明治27(1894)年8月に日清戦争が始まると、明治26年に公布された戦時大本営条例により、戦時中の天皇直属の最高統帥機関として設置された大本営が宮中に移されました。その折、明治天皇は生母の一位局(いちいのつぼね)(中山慶子(よしこ)、公家の中山忠能(ただやす)の次女で孝明天皇の典侍(てんじ))の奏上により法華宗真門流の本山である京都の本隆寺に勅使(ちょくし)を遣わし、「三宝尊」を2頭立ての馬車で宮中に運ばせ、日々戦勝を祈願したのです。三宝尊とは仏・法・僧の三宝を祀(まつ)る仏像で法華宗の本尊です。本隆寺の三宝尊は木製で、「南無妙法蓮華経」と書かれた題目宝塔が中央にあり、左右に釈迦(しゃか)如来と多宝如来の二仏が配置されています。
同年9月に大本営が広島に移り、明治天皇が遷(うつ)られると「三宝尊」も同行しました。天皇が日々拝まれたことから「天拝の三宝尊」と呼ばれたのです。戦勝後、「天拝の三宝尊」は、一体は本隆寺に、一体は真清浄寺に返され、後に本山本隆寺に明治天皇から菊花の紋章が入った総金箔(きんぱく)の経机が下賜(かし)されました。
――大本営のある広島に軍服の明治天皇が大元帥として赴かれるのを見て、多くの国民が新しい日本を実感したそうです。
国難に際して国民としての振る舞いを天皇が率先して示したことが、国民の心が一つになれた最大の要因でした。近代国民国家の形成の中心は国軍の創設で、江戸時代までは武士に任せていた戦争を国民が戦うようになります。徴兵された国民を兵士として育てるには戦う意味を教えることが不可欠で、天皇との精神的なつながりが大きな力となりました。
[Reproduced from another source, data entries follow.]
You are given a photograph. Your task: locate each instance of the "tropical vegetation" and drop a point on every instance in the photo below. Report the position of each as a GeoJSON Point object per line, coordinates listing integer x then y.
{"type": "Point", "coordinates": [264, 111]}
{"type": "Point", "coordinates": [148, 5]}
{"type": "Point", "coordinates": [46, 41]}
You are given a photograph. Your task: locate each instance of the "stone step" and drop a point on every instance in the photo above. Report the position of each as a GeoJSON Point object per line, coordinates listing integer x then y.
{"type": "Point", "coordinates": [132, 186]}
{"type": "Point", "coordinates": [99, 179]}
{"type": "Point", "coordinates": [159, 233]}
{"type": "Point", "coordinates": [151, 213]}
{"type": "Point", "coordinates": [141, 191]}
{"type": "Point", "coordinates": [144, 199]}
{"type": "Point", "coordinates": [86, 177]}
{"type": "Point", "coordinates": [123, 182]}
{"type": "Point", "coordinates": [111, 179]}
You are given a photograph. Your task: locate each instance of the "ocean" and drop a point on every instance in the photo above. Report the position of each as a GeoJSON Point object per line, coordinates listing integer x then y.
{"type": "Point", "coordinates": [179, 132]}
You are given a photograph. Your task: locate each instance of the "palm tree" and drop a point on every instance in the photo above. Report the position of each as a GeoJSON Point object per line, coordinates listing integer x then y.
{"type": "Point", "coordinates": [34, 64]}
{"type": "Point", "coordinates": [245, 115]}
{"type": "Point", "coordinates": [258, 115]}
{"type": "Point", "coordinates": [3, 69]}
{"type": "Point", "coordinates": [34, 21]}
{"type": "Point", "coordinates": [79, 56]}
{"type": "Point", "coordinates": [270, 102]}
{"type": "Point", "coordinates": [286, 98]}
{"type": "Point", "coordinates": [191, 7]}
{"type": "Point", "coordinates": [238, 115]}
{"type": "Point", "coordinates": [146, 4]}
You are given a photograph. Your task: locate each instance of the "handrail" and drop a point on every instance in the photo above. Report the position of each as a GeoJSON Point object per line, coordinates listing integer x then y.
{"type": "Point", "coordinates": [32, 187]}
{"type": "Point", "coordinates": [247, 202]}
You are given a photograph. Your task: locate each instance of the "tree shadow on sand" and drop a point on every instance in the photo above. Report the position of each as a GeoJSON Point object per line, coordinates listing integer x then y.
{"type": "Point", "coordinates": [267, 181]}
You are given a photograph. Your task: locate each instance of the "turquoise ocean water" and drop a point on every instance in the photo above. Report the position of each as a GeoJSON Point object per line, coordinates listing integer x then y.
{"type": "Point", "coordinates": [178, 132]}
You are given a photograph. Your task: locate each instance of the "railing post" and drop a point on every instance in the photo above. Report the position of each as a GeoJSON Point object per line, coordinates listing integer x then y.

法華宗真門流はその一端を担い、明治の国づくりに貢献したのです。
――法華宗真門流とは。
日蓮聖人を祖とする宗派の一つで、室町時代の長享2(1488)年に、日真(にちしん)が京都の四条大宮に本隆寺を開いたのが始まりです。開祖日真の父は天皇に仕える権大納言・中山親通(ちかみち)で、中山家は藤原氏の流れを汲(く)む平安時代の公卿(くぎょう)・中山忠親が祖です。日真は今の兵庫県豊岡市にある妙境寺に入り、12歳で得度(とくど)し、比叡山で5年間、教学を学び、仏教の中心は法華経にあることを確信します。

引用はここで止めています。